Greg, operating the bubble-blow gun, giggled. "He's so determined to catch one," he said.

"What we're watching," I replied, "is a dog having the canine version of an existential crisis."

As if to confirm this, Waf snapped out at the cloud of bubbles--the fairies, the dandelions--coming at him, and realized all he'd gotten was air. His teeth clicked together. His forepaws bounced up and down on the floor. He whined, as one would weep for something lost.

"No matter how hard he tries, all he's doing is fighting the invisible, the empty," I added.

"Well, he is getting some flavor. I mean, liquid soap has a taste."

"Right, yes, but it tastes awful. The joy he is getting from attacking those bubbles isn't because of taste. It's because he feels he's having some influence on his surroundings. And he is realizing that influence isn't very much."

Greg pressed the trigger to the bubble-gun, aiming it just above Waf's head.

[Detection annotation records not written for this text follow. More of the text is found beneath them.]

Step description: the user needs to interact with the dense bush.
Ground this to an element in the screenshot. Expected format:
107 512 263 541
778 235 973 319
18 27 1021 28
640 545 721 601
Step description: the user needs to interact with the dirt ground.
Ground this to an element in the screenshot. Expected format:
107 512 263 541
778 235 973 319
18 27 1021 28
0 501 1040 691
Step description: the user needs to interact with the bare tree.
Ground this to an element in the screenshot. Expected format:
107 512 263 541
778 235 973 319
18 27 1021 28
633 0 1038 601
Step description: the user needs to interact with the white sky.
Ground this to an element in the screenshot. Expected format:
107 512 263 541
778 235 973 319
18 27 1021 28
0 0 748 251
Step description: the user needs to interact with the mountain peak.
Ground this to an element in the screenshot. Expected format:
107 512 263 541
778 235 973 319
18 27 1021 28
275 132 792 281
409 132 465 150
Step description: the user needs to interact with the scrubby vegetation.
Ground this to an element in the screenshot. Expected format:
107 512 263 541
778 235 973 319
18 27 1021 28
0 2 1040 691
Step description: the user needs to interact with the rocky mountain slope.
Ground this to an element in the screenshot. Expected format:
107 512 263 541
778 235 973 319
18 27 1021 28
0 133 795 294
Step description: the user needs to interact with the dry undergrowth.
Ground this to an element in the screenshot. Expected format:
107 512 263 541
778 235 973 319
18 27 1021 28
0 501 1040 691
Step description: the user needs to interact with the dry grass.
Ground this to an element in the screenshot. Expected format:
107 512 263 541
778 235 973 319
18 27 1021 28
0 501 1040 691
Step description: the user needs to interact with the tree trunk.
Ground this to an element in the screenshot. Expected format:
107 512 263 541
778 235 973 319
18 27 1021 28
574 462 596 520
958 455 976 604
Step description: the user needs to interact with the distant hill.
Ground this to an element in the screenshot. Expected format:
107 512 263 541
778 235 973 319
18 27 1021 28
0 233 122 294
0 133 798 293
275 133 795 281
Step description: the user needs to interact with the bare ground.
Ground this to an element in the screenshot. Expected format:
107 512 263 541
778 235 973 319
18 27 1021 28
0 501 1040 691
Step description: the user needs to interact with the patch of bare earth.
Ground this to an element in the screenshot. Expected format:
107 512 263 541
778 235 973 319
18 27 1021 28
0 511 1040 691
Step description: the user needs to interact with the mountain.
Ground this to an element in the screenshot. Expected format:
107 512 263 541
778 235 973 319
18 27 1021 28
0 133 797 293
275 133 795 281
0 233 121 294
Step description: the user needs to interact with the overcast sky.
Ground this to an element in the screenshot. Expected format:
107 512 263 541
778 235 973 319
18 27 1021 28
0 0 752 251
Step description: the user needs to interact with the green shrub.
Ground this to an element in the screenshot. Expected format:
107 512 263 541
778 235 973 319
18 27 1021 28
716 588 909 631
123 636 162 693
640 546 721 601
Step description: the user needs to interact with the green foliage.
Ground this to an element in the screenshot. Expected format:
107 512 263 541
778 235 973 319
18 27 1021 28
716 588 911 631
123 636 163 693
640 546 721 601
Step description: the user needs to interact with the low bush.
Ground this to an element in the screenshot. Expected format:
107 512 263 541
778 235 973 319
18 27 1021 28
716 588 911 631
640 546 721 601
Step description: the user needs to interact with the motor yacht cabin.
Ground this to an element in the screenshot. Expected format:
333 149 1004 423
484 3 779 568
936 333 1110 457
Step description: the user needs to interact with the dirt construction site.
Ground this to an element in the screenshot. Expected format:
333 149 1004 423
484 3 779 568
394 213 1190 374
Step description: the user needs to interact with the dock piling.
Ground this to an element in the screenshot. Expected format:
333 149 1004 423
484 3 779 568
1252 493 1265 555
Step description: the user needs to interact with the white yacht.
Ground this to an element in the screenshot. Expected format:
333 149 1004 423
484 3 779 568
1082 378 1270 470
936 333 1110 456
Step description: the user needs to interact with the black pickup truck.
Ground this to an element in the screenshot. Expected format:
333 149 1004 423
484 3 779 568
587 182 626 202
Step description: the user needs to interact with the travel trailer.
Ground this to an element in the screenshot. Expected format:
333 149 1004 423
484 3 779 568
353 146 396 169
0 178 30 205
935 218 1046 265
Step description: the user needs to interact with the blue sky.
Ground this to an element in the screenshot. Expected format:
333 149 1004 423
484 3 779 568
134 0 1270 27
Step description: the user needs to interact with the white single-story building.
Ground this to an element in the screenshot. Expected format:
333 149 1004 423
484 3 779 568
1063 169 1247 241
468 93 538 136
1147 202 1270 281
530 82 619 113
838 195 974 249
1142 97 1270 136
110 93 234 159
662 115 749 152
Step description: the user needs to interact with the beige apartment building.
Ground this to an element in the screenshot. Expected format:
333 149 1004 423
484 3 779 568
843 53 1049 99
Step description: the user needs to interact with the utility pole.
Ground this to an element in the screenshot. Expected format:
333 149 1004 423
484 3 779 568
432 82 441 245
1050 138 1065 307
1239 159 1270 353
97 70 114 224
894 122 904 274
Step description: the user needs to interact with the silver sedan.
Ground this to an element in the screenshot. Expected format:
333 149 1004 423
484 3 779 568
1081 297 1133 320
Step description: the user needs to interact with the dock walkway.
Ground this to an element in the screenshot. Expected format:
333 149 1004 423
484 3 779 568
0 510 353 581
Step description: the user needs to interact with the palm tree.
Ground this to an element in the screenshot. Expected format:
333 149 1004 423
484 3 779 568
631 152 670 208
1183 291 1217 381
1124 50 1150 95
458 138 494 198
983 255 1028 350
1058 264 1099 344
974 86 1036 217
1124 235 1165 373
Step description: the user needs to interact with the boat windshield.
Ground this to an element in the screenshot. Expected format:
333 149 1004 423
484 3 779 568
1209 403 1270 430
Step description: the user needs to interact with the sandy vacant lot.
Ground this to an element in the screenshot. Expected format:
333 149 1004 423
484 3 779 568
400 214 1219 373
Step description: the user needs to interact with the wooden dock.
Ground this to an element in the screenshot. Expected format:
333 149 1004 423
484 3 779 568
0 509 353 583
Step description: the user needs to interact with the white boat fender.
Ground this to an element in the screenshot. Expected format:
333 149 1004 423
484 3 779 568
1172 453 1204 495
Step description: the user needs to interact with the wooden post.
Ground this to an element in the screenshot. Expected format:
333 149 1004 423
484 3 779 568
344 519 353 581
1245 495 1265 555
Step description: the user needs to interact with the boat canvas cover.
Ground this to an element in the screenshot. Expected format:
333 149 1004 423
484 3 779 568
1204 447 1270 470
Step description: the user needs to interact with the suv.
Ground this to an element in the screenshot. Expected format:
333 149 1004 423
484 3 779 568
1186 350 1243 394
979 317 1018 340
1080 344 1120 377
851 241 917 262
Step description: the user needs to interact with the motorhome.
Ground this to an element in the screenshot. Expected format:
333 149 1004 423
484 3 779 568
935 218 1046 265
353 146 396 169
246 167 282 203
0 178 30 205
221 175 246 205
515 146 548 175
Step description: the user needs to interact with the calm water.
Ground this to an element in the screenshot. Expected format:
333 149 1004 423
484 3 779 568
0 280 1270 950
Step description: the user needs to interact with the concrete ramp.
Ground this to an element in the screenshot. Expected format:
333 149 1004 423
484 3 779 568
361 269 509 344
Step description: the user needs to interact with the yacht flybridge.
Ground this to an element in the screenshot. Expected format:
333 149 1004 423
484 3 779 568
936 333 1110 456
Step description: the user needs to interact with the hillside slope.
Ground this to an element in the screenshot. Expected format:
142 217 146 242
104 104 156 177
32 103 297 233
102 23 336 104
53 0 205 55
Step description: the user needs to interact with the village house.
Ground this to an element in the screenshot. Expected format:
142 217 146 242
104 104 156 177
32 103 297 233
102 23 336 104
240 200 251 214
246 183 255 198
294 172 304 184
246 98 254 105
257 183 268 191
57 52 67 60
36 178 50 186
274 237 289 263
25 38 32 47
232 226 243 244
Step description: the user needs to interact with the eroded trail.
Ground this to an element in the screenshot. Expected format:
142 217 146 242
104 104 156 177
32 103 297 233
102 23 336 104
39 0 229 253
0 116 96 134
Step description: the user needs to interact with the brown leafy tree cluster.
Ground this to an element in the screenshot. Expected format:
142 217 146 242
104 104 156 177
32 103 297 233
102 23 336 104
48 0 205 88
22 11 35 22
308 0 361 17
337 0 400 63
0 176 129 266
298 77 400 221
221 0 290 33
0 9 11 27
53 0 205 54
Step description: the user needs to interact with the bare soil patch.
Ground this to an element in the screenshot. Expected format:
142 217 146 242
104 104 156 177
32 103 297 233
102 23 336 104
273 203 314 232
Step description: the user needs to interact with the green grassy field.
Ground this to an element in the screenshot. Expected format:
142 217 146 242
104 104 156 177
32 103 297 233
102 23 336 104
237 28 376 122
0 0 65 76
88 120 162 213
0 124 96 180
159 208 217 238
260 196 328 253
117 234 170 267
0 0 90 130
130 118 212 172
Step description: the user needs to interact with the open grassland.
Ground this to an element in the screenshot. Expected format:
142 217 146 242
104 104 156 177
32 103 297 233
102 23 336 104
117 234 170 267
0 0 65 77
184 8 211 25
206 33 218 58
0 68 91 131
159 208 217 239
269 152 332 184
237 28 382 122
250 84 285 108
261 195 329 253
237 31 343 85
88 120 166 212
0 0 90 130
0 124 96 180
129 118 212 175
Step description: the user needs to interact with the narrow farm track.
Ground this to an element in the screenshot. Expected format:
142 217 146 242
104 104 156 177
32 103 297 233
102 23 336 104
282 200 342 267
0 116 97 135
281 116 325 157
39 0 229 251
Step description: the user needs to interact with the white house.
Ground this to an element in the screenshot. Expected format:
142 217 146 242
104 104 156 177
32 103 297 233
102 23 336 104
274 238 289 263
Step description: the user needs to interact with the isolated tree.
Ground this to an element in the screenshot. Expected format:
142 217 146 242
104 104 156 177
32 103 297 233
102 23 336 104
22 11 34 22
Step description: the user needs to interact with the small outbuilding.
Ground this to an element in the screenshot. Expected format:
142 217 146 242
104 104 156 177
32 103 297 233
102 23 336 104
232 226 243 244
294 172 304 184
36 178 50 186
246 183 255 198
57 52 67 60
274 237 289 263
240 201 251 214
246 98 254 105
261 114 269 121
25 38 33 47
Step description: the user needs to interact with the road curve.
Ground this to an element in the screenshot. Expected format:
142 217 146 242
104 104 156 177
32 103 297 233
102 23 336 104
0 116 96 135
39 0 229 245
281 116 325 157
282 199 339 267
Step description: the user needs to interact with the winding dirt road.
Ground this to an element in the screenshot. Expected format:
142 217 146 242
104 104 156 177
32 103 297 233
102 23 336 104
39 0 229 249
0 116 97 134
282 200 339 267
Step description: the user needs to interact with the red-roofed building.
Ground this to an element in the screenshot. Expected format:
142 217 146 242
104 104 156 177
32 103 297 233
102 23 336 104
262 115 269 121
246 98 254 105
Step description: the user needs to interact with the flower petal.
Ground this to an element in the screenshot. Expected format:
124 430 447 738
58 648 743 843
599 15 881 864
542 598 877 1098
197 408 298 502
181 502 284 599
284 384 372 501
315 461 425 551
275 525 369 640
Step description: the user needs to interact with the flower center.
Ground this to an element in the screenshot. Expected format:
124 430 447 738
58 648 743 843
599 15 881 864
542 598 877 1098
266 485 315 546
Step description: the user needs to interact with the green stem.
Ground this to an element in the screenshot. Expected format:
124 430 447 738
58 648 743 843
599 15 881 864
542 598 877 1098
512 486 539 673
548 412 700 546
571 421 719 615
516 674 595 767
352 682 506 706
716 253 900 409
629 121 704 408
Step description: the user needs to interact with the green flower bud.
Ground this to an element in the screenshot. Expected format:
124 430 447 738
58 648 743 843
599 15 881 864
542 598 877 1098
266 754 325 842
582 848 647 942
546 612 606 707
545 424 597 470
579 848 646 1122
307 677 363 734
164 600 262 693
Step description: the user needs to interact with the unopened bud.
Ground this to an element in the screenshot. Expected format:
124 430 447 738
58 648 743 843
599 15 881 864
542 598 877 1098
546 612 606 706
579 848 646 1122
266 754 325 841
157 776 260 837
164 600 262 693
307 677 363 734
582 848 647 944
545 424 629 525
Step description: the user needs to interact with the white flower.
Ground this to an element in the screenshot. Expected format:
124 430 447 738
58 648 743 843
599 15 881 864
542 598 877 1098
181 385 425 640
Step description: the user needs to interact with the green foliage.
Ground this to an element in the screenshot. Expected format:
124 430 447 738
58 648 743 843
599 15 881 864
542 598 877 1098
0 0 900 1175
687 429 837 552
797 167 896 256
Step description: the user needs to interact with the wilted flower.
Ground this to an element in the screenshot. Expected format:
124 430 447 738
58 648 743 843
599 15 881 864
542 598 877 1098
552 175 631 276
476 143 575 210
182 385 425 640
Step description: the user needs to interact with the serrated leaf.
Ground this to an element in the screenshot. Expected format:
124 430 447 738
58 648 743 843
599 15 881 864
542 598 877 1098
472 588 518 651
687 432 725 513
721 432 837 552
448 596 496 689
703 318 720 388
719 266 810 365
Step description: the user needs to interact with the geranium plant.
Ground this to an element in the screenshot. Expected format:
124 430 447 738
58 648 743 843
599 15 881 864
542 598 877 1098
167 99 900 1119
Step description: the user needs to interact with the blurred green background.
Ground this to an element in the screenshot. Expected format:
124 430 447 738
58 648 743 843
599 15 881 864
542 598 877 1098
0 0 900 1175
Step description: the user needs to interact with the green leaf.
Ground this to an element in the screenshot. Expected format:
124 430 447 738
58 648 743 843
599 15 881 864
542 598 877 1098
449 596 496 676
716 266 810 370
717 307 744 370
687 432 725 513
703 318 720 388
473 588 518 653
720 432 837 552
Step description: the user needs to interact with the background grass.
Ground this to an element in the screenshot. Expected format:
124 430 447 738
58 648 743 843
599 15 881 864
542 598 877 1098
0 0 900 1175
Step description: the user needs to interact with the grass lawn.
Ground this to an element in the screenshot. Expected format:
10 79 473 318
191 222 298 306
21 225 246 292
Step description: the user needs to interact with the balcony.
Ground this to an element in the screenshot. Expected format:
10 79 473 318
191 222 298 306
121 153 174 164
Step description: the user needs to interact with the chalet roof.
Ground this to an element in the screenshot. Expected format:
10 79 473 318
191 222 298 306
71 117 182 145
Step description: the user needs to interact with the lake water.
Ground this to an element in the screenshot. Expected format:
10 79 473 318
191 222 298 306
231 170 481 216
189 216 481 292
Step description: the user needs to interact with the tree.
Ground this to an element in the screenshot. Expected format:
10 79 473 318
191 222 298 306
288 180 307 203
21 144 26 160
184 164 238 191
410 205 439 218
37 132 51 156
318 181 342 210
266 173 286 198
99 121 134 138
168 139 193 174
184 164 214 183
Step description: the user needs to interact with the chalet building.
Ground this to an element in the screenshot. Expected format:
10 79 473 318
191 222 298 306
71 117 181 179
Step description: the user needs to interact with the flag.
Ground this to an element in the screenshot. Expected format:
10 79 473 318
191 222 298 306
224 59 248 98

Waf went into a fresh frenzy of bubble attacks. "Jesus, Marc, it's just funny. Dog with bubbles. It's not a Swedish film."


Bubbles, it turns out, are very pretty. I'd forgotten how nice they look--fragile orbs floating on the weakest of air currents, hovering, dancing, refracting and ultimately blinking out of existence, leaving nothing more than a razor-thin puddle. Since Greg bought the bubble-gun a few days ago, I've rediscovered my appreciation for bubbles.

The bubble-gun, by the way, is this: It's a cartoon head, a squirrel with it's cartoonish mouth wide open. The bubbles shoot out of its mouth when a trigger is pressed. A mechanical motor presses air out of the mouth while simultaneously sucking up soapy liquid from a reservoir. Out come the bubbles. Out, also, comes a bright blue light--the trigger triggers both the bubbles and the light.

The bubble-gun makes this noise when the trigger is pressed: RRRRRRRRrrrrrrrrrr.

It also encourages this noise from Waffles: Click. Click. Ca-lick. Clatterclatterclatter.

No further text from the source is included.